I'm trying to bring the levers in closer to the bars. However i'm not seeing any screws that will allow me to to it. these are 2003 shifters. 

if this is true.....I need to swap them out for some I can adjust. any suggestions on a replacement pair would be great.


----------



## shoot summ (Oct 1, 2012)

Not sure if that model supports them, shims are typically how you change the reach. I found a post on another forum but my newbee status keeps me from posting the link.

(google search: shimano 105 shims)...


----------



## shoot summ (Oct 1, 2012)

Now I can post it...

Shimano 105 - Adjusting shifter reach [Archive] - Bike Forums


----------



## PlatyPius (Feb 1, 2009)

c-lo said:


> I'm trying to bring the levers in closer to the bars. However i'm not seeing any screws that will allow me to to it. these are 2003 shifters.
> 
> if this is true.....I need to swap them out for some I can adjust. any suggestions on a replacement pair would be great.


Shimano's solution is to give you some cheesy rubber wedges to shove in there to move the lever closer to the bar.
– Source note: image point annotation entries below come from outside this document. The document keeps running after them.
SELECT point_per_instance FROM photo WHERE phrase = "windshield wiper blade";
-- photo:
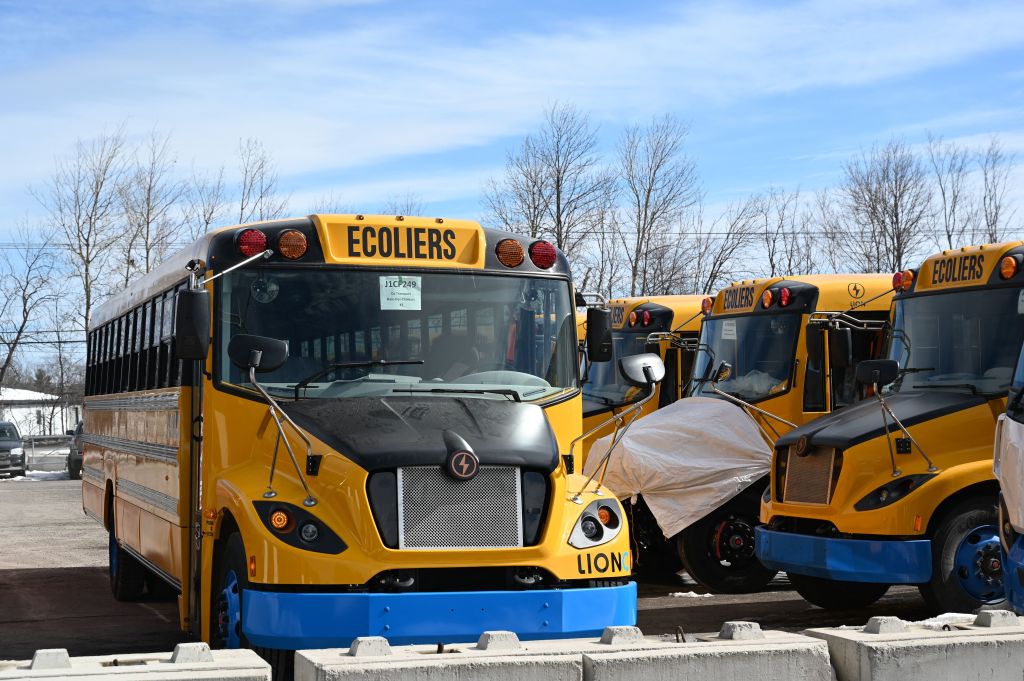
(970, 386)
(350, 365)
(508, 392)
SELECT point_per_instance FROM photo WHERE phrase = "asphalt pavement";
(54, 589)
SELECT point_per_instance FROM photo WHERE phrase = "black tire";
(231, 558)
(946, 592)
(127, 575)
(836, 595)
(652, 554)
(718, 549)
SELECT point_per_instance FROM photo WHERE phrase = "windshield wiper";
(350, 365)
(508, 392)
(970, 386)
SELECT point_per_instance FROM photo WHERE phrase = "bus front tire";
(718, 550)
(127, 575)
(230, 579)
(967, 569)
(836, 595)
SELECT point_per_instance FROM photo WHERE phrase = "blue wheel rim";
(978, 565)
(232, 611)
(113, 555)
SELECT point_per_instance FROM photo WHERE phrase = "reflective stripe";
(168, 453)
(145, 402)
(144, 494)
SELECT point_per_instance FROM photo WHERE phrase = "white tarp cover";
(1010, 469)
(686, 459)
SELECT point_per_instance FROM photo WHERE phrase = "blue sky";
(365, 99)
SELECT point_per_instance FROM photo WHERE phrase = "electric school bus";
(351, 425)
(898, 488)
(783, 349)
(666, 326)
(1009, 469)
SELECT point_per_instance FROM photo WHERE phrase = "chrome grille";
(808, 478)
(438, 512)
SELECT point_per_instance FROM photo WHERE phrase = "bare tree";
(715, 248)
(26, 286)
(403, 204)
(995, 210)
(659, 183)
(150, 198)
(950, 167)
(83, 203)
(205, 202)
(554, 183)
(519, 203)
(884, 211)
(258, 197)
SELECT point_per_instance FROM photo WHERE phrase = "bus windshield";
(761, 349)
(605, 384)
(957, 341)
(454, 334)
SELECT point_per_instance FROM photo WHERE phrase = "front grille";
(438, 512)
(809, 478)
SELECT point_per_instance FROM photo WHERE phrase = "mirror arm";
(633, 411)
(274, 410)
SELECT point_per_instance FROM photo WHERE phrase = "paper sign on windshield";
(399, 292)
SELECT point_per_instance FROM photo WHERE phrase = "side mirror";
(882, 372)
(598, 334)
(643, 370)
(723, 372)
(840, 348)
(814, 337)
(259, 352)
(192, 324)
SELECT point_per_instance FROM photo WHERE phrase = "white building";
(37, 413)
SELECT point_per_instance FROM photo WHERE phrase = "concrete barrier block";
(991, 649)
(775, 655)
(194, 662)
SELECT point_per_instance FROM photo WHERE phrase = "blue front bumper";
(1013, 576)
(296, 621)
(882, 561)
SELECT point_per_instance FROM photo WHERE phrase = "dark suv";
(75, 453)
(11, 450)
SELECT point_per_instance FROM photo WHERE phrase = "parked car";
(11, 450)
(75, 453)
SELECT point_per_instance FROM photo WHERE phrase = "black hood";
(857, 423)
(387, 432)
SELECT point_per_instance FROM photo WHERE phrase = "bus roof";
(834, 292)
(967, 267)
(381, 241)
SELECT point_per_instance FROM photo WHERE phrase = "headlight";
(599, 523)
(892, 492)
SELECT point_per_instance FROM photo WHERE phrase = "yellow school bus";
(347, 425)
(898, 488)
(791, 344)
(668, 327)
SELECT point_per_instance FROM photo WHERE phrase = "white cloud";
(350, 95)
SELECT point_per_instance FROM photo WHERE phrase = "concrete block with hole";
(740, 650)
(187, 662)
(988, 646)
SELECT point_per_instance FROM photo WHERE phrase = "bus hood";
(379, 433)
(860, 422)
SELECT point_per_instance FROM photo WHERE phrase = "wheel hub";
(978, 564)
(734, 542)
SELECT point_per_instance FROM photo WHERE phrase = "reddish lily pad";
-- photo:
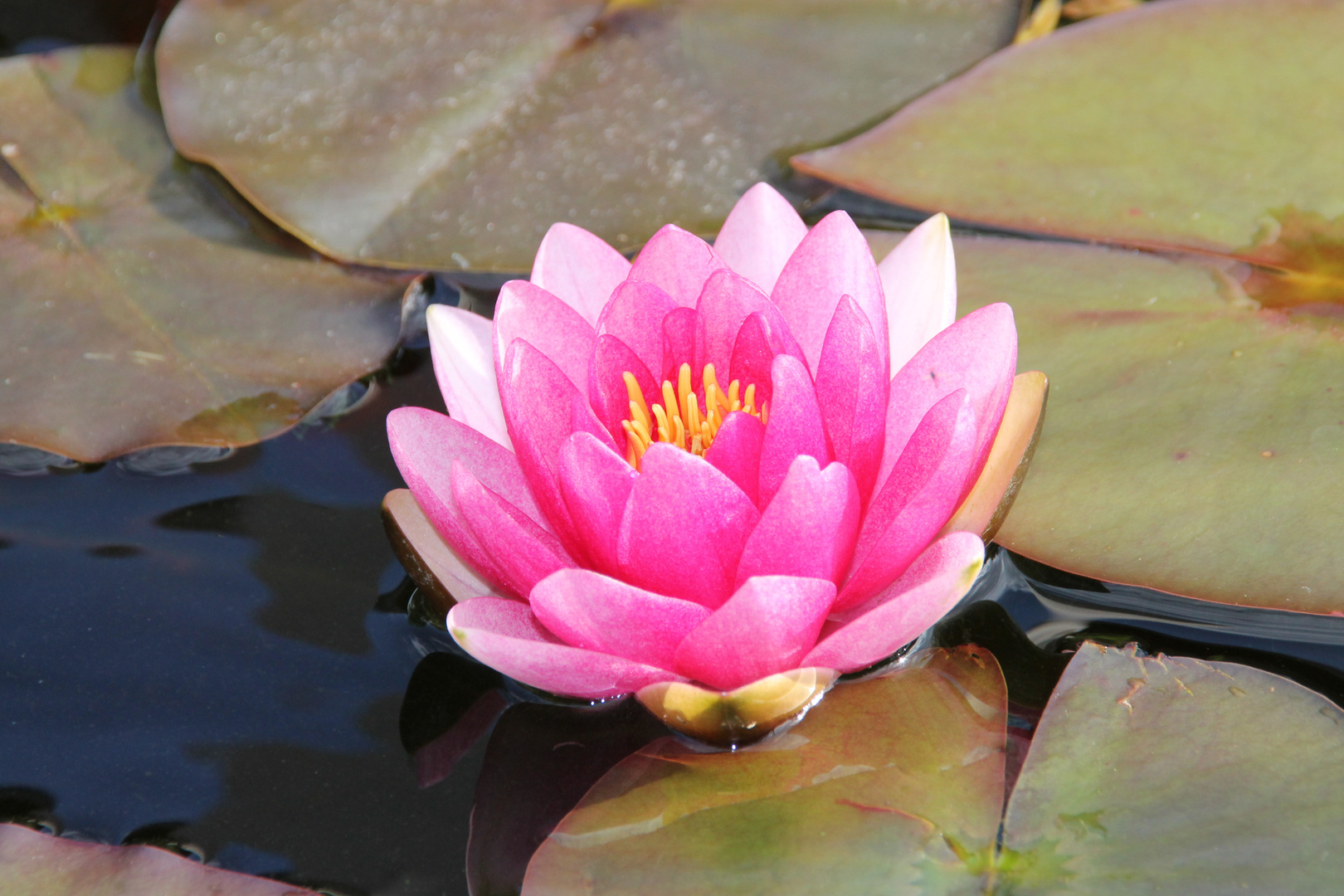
(1172, 776)
(37, 864)
(1216, 143)
(1194, 442)
(139, 310)
(821, 806)
(450, 136)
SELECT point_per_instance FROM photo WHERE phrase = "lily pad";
(1194, 442)
(1146, 774)
(37, 864)
(819, 807)
(1216, 143)
(139, 308)
(452, 134)
(1176, 776)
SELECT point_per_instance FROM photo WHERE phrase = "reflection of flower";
(699, 466)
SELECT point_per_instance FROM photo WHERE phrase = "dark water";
(221, 659)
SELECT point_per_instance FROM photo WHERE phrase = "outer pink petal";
(810, 527)
(596, 485)
(929, 589)
(761, 232)
(684, 527)
(542, 409)
(552, 327)
(425, 445)
(977, 353)
(464, 366)
(767, 626)
(754, 349)
(608, 395)
(578, 268)
(852, 394)
(505, 635)
(925, 486)
(737, 451)
(832, 261)
(635, 316)
(597, 613)
(676, 261)
(523, 551)
(724, 304)
(793, 426)
(678, 344)
(919, 281)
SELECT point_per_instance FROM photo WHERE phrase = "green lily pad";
(37, 864)
(1203, 125)
(1146, 774)
(821, 807)
(139, 308)
(450, 136)
(1194, 442)
(1171, 776)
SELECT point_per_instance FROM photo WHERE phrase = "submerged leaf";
(452, 134)
(138, 309)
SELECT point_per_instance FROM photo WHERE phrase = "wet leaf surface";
(815, 807)
(450, 136)
(1192, 444)
(1213, 144)
(37, 864)
(1176, 776)
(139, 308)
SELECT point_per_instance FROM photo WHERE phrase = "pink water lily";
(713, 464)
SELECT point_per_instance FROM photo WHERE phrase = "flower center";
(679, 419)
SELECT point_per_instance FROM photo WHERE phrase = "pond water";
(221, 659)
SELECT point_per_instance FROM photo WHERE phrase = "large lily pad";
(824, 807)
(1195, 124)
(1161, 776)
(452, 134)
(139, 309)
(1194, 442)
(37, 864)
(1170, 776)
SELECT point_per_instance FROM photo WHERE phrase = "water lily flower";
(715, 464)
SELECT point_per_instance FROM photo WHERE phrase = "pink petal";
(919, 281)
(425, 445)
(724, 304)
(761, 232)
(552, 327)
(523, 551)
(464, 366)
(609, 397)
(542, 409)
(737, 451)
(580, 269)
(676, 261)
(679, 344)
(598, 613)
(929, 589)
(635, 316)
(793, 426)
(754, 349)
(505, 635)
(767, 626)
(977, 353)
(684, 527)
(596, 484)
(925, 486)
(810, 527)
(832, 261)
(852, 394)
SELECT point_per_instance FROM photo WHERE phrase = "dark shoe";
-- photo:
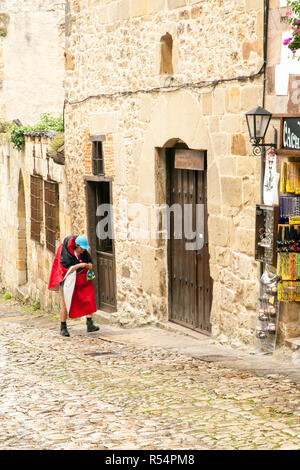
(90, 325)
(64, 330)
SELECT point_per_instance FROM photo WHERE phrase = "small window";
(51, 214)
(97, 158)
(36, 203)
(166, 51)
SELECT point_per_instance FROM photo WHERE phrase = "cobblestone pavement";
(84, 392)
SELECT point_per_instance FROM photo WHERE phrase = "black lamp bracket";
(258, 145)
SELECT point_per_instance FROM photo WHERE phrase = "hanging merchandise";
(271, 180)
(268, 313)
(265, 233)
(290, 177)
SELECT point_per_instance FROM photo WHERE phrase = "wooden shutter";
(36, 206)
(51, 214)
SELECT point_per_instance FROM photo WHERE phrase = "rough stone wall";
(282, 97)
(283, 72)
(31, 58)
(211, 40)
(15, 170)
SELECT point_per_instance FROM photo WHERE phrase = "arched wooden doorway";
(21, 234)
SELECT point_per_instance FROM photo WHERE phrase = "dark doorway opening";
(99, 214)
(190, 283)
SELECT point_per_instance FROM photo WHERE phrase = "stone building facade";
(146, 81)
(282, 99)
(32, 42)
(31, 58)
(156, 74)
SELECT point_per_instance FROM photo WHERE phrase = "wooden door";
(190, 284)
(102, 248)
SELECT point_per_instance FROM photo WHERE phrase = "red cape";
(83, 300)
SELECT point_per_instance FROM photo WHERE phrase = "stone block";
(231, 124)
(238, 144)
(103, 123)
(223, 256)
(274, 50)
(145, 108)
(244, 241)
(245, 218)
(176, 3)
(154, 6)
(214, 124)
(124, 10)
(248, 191)
(21, 265)
(233, 100)
(218, 101)
(251, 97)
(231, 189)
(250, 294)
(270, 80)
(138, 8)
(220, 143)
(254, 4)
(227, 166)
(213, 185)
(112, 12)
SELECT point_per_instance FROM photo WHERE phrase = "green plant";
(47, 123)
(36, 305)
(57, 142)
(4, 126)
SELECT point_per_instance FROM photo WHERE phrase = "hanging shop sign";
(289, 135)
(186, 159)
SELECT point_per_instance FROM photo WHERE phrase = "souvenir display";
(266, 232)
(289, 206)
(290, 177)
(267, 315)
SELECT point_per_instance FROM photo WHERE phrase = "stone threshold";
(293, 343)
(109, 319)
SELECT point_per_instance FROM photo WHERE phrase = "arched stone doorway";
(177, 121)
(21, 234)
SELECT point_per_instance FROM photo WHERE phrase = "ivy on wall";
(47, 123)
(293, 18)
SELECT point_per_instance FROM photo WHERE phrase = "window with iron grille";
(36, 206)
(97, 158)
(51, 195)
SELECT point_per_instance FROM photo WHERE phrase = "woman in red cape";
(72, 253)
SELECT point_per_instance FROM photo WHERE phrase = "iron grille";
(97, 159)
(51, 214)
(36, 203)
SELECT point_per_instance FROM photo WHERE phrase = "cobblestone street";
(84, 392)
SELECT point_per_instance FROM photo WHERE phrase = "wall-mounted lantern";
(258, 121)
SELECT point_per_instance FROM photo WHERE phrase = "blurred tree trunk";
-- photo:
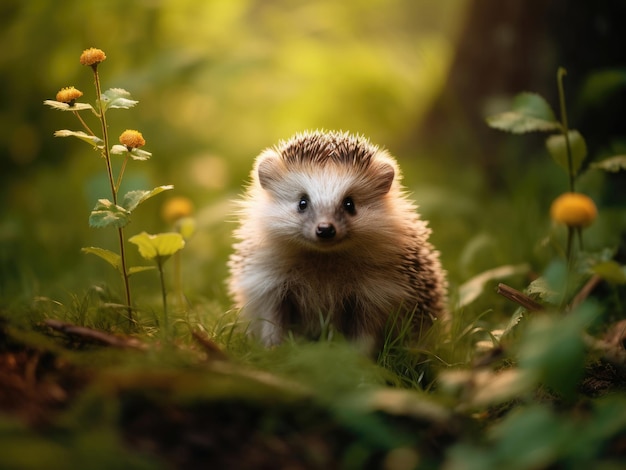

If you want adjustability, buy SRAM.


----------



## c-lo (Sep 30, 2008)

yeah....I've gone the shim route. those suck and didn't do much for me. 

I am digging the SRAM shifters on my new cx bike...hmmmm......


----------



## shoot summ (Oct 1, 2012)

c-lo said:


> yeah....I've gone the shim route. those suck and didn't do much for me.
> 
> I am digging the SRAM shifters on my new cx bike...hmmmm......


Dumb question, are the SRAM shifters compatible with Shimano components?


----------



## PlatyPius (Feb 1, 2009)

shoot summ said:


> Dumb question, are the SRAM shifters compatible with Shimano components?


Not the rear derailleur. Front derailleur doesn't care what shifters you have. Cassette is Shimano compatible.


----------